Once we disqualify speculative fund managers, that still leaves a relatively large (and growing) collection of fund managers who seek to efficiently capture various dimensions of the market’s expected long-term growth without engaging in seemingly fruitless and costly forecasting.

In this category, you’ll find two broad types of funds:

  1. Index Funds: Index funds track popular benchmarks such as the S&P 500 or the Barclay’s Global Aggregate, which in turn track particular market asset classes such as U.S. large-cap value stocks or global bonds.
  2. Evidence-Based Funds: Evidence-based funds seek to wring the highest expected returns with the least expected risk out of similar market asset classes in a more flexible, but still rigorously disciplined manner.

The goals of each are similar, mind you, making it harder to choose among these second-round contestants. Each emphasizes the importance of minimizing wasted efforts and maximizing the factors we can expect to control.

Still, all else being equal we typically favor evidence-based funds for the core of our clients’ portfolios. We feel they are structured to do an even better job at participating in relatively efficient markets over time.

By being freed from slavishly following a popular index benchmark and similar restrictive parameters, your fund managers can focus directly on the factors that matter the most according to what the evidence has to say on the matter. This includes most effectively capturing markets’ expected returns, while aggressively managing for market risks, minimizing trading costs and dampening some of the noisy volatility along the way.

A Side Note About “Smart Beta”: Similar But Different

Most recently, we’re also seeing the proliferation of investments that concentrate on harnessing multiple market factors that appear to provide an additional source of return.
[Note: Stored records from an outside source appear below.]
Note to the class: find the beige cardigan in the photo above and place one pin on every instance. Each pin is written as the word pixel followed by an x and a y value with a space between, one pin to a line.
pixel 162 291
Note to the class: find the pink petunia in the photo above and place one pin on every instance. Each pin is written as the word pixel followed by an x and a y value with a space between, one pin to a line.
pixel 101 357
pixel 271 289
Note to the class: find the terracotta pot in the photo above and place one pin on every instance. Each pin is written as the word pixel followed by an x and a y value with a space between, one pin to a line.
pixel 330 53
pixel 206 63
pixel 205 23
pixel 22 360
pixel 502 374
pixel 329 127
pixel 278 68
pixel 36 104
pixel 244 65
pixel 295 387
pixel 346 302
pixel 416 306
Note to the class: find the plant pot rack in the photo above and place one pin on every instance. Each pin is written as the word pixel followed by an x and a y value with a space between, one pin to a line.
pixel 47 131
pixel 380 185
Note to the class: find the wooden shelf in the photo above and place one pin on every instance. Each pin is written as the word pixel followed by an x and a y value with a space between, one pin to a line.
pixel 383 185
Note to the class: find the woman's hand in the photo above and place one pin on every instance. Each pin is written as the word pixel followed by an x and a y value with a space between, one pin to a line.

You may see these referred to as “factor based” or “smart beta” funds.

It gets tricky here, because the overt strategy is similar to our own, but many of these newest offerings are not yet grounded in sufficient evidence. It’s deceptively easy to mistake random anomalies as reliable patterns, so we must first filter out promising but flawed theory before investing in it. To do so, we turn to those factors that have survived rigorous academic inquiry by being published in professional, peer-reviewed journals, and that have been replicated across multiple markets and extensive periods of time.

Step Three: Synchronizing You and Your Evidence-Based Investments

Even if you’ve decided to engage an advisor to help you build and manage your investment portfolio, YOU also play a critical role in your investment experience.

Personalized for You. First, once we’ve narrowed down our fund choices to a manageable group, the final step is to match the best funds with you and your individual goals. In fact, this “human factor” may be the most important factor of all. That’s why we want you to have a personalized plan in place, preferably in the form of a written Investment Policy Statement.

For example, investing heavily in even the best emerging market fund may be a poor choice for you if your greatest goal is to preserve the wealth you already have accumulated. Conversely, an excellent bond fund may be best used in moderation if you are seeking aggressive growth (and are willing and able to take on some market risk to do so).

Embraced by You. Second, once your portfolio has been structured to reflect your unique goals and risk tolerances, you must be personally prepared to stick with it as built – not just for a year or two, but over the long haul that separates you from your end goals. An advisor can and should assist with that, but in the end, it’s your often-challenging role to remain true to your goals.

A Solid Fund Selection Strategy

Evidence-based investment selection is a significant break from traditional investing, where those with a perceived talent for picking star performers end up in the center ring.

True, their glittery victories and agonizing defeats may be interesting to read about. They may seem important when they are splashed across the headline news. But by eliminating speculative stock pickers, favoring fund managers that apply the science of investing, and helping you stay the course with your carefully structured, evidence-based portfolio, we hope to shine the spotlight right where it belongs: on you and your financial goals.